Streamlining feature elaboration and statistics analysis in metabolomics: the GetFeatistics R-package
Abstract
Metabolomics studies require complex data processing pipelines to ensure data quality and extract meaningful biological insights. GetFeatistics is an R-package developed to streamline the elaboration and statistical analysis of metabolomics data. For targeted analyses, the package enables calibration curve-based quantification with different data weighting options. For untargeted studies, it includes dedicated functions to import feature tables from tools like patRoon and MS-DIAL, assign annotation confidence levels, and filter features based on pooled quality control (QC) criteria, including options for group-specific pooled QCs. The package also provides functions for univariate and multivariate statistical analyses, notably streamlined regression modelling with fixed effects, mixed-effects models for longitudinal data, and Tobit regression for censoring values exceeding the limits of detection. Output tables are concise and informative, facilitating interpretation and reporting, while output visualisations are fully customisable via the ggplot grammar. Additional functionalities include automated retrieval of chemical properties from PubChem, ontology classification via ClassyFire, and pathway enrichment analysis using the FELLA package. GetFeatistics is publicly available on GitHub, with comprehensive documentation and a step-by-step vignette. By integrating key steps of the metabolomics workflow, the package aims to facilitate both exploratory studies and large-scale epidemiological applications in metabolomics research.
1 Introduction
Metabolomics is the youngest of the four main “omics” sciences – following genomics, transcriptomics, and proteomics – and as such, still requires methodological development and improvement. Metabolomic approaches can be broadly categorised into targeted and untargeted strategies. Targeted metabolomics aims to accurately quantify a predefined set of metabolites, whereas untargeted metabolomics seeks to capture the widest possible spectrum of metabolites to explore biological differences without prior assumptions.

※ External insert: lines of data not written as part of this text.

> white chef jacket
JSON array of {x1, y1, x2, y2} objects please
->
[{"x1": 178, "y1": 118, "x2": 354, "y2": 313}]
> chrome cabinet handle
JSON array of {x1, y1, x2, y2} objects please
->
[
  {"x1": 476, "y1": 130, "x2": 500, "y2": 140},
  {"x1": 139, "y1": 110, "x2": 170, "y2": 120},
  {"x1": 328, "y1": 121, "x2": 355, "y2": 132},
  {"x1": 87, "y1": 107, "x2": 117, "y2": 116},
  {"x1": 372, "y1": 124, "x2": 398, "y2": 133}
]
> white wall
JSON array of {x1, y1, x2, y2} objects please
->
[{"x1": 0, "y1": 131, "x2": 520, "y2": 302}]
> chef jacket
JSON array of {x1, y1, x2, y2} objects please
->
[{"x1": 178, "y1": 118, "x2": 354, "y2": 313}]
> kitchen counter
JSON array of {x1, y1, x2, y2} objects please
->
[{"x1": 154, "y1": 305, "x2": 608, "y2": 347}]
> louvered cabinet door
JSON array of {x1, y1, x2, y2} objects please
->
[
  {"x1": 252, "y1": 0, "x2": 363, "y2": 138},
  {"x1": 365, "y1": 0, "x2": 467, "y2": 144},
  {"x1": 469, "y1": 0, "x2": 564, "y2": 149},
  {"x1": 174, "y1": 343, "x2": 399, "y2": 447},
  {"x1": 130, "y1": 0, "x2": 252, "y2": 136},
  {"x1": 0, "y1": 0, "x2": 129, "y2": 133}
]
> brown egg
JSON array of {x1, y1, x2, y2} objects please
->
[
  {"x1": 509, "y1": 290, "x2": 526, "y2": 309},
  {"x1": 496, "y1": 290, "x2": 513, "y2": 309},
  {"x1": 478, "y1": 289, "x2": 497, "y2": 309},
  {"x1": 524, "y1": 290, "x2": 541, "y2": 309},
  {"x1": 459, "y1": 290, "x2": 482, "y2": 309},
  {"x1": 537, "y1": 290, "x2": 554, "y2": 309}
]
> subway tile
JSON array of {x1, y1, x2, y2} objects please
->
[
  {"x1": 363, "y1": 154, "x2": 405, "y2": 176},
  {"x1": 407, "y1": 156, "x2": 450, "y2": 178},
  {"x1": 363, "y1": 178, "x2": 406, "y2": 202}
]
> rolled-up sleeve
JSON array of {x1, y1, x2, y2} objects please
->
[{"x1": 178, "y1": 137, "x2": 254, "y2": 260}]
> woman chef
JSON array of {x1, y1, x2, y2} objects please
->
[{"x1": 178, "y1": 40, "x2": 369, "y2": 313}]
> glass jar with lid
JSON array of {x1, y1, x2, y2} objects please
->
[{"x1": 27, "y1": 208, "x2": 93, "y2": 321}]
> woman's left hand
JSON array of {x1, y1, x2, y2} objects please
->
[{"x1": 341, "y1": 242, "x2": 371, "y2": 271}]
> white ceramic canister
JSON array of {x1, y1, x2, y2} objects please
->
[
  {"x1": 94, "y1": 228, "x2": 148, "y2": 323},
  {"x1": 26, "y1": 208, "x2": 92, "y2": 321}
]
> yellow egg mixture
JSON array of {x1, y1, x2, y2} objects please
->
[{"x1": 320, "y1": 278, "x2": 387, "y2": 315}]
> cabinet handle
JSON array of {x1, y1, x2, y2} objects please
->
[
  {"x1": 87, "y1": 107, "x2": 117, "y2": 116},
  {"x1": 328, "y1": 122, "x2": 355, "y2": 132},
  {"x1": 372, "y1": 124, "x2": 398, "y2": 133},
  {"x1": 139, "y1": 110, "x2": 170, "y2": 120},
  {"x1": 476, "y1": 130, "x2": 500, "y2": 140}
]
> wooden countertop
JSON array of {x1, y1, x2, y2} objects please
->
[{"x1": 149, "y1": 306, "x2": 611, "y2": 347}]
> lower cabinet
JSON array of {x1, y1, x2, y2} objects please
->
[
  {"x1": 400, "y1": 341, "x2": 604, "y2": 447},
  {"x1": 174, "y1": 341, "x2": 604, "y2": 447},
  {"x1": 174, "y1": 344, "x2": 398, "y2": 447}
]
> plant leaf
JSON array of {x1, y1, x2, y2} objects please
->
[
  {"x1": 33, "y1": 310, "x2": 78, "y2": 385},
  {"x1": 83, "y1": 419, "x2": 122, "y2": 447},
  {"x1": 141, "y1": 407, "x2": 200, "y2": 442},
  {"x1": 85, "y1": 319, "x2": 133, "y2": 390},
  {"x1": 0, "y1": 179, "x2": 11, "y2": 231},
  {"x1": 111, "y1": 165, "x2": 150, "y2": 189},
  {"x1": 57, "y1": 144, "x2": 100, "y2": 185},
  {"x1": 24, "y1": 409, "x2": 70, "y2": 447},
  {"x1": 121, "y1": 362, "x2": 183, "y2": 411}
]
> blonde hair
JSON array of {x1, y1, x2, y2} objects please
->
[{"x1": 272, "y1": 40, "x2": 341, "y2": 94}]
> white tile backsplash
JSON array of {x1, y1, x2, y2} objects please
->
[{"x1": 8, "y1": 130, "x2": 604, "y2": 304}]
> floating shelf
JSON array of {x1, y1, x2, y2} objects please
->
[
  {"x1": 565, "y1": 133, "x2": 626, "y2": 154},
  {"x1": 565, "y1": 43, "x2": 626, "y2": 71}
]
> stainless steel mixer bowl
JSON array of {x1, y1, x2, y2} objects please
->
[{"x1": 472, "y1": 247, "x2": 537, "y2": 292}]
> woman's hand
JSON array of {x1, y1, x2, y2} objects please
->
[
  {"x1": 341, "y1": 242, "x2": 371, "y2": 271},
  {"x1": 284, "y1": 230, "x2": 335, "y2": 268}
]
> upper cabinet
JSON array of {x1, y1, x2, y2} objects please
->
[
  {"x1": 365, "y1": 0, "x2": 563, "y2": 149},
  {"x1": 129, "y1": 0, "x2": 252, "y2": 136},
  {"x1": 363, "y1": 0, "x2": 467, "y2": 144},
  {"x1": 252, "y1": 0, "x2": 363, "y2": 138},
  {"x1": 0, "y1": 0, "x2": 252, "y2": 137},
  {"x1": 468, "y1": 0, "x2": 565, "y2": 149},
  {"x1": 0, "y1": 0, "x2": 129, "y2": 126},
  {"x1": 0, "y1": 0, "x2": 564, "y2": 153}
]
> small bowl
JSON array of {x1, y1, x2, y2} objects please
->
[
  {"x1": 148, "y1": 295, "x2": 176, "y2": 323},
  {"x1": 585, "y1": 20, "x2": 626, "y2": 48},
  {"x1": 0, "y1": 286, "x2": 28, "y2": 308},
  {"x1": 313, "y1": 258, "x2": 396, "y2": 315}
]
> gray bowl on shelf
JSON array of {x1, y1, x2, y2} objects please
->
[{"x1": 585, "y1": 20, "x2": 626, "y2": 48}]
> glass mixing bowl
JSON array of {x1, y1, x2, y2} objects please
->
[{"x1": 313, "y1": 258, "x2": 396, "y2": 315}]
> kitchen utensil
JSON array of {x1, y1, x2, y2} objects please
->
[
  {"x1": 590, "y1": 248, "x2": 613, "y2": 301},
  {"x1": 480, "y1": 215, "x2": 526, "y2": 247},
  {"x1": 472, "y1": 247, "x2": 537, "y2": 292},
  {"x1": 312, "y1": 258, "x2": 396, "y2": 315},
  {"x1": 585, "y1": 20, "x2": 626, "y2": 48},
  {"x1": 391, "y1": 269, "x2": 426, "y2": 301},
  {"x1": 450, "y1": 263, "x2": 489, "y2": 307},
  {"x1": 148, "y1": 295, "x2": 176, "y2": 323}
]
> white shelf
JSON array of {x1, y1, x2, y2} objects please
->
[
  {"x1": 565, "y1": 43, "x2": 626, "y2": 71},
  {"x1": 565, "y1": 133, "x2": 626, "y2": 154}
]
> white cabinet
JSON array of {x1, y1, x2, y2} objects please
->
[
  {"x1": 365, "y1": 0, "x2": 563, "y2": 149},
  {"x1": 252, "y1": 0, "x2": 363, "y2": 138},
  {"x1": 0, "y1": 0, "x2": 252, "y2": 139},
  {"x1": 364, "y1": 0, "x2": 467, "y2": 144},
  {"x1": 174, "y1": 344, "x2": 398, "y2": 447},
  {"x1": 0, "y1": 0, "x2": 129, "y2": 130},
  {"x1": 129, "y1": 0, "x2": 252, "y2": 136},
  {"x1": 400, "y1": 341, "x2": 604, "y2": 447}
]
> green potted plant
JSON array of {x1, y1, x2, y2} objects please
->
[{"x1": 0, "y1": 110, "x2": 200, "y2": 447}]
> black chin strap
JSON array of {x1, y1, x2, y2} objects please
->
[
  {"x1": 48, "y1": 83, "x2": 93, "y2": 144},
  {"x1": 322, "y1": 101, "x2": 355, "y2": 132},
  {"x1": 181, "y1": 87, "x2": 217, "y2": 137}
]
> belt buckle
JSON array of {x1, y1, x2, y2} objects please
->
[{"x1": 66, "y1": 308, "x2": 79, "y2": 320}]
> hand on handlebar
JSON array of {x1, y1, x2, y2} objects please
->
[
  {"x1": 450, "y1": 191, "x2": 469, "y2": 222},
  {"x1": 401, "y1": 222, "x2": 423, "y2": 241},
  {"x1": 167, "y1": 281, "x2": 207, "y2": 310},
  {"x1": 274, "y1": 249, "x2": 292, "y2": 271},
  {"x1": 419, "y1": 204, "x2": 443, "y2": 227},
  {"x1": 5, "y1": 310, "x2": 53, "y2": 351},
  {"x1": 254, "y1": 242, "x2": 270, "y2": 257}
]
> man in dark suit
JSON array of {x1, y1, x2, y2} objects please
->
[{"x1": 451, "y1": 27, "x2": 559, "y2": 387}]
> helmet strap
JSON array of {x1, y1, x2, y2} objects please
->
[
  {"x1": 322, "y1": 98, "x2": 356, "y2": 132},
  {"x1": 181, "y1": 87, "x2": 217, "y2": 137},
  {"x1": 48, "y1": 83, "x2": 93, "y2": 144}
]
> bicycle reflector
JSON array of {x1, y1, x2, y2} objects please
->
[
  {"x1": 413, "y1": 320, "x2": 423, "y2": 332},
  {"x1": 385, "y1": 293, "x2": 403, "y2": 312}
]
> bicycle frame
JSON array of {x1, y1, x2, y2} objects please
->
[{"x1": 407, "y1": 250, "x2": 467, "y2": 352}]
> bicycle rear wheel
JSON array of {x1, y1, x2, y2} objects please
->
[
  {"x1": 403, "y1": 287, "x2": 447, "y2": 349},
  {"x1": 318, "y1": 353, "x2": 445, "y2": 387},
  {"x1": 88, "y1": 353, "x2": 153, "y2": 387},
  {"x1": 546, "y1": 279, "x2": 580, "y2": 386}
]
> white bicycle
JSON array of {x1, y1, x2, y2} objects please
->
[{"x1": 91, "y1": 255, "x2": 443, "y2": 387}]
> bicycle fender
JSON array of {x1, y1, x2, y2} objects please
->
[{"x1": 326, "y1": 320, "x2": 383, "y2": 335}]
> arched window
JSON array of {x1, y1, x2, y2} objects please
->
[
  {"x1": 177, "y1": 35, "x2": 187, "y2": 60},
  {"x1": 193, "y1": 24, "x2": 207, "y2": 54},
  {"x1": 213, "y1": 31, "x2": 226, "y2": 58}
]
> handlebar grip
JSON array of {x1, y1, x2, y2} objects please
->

In untargeted workflows, the inclusion of pooled quality control (QC) samples during sample preparation is a key step to monitor data quality and analytical reproducibility throughout the acquisition process [1]. Community-driven initiatives such as the Metabolomics Quality Assurance and Quality Control Consortium (mQACC) are actively working to promote the implementation of QC practices in metabolomics studies [2]. In addition, the use of group-specific QC samples has been proposed to prevent the dilution of low-abundance metabolites that may fall below the instrument’s detection limit when using a single pooled QC for all groups [3].
Following instrumental analysis with liquid chromatography coupled to high resolution mass spectrometry (LC-MS/MS), data elaboration is usually the most time-consuming and demanding step of the metabolomics workflow. Open-source tools such as XCMS [4] are used to extract metabolic features from raw data files, where a feature is defined as peak with specific mass-to-charge ratio (m/z) and retention time (rt); additional tools like CAMERA [5] assist with the grouping of adducts and isotopes; while annotation software such as MetFrag [6] and databases like PubChemLite [7] support metabolite annotation: all of these have being integrated into the patRoon R package [8], 9]. An alternative widely adopted solution is MS-DIAL, a user-friendly software that spans the same pipeline from feature extraction to annotation, the latter made possible thanks to the extensive publicly available MSP libraries [10], 11].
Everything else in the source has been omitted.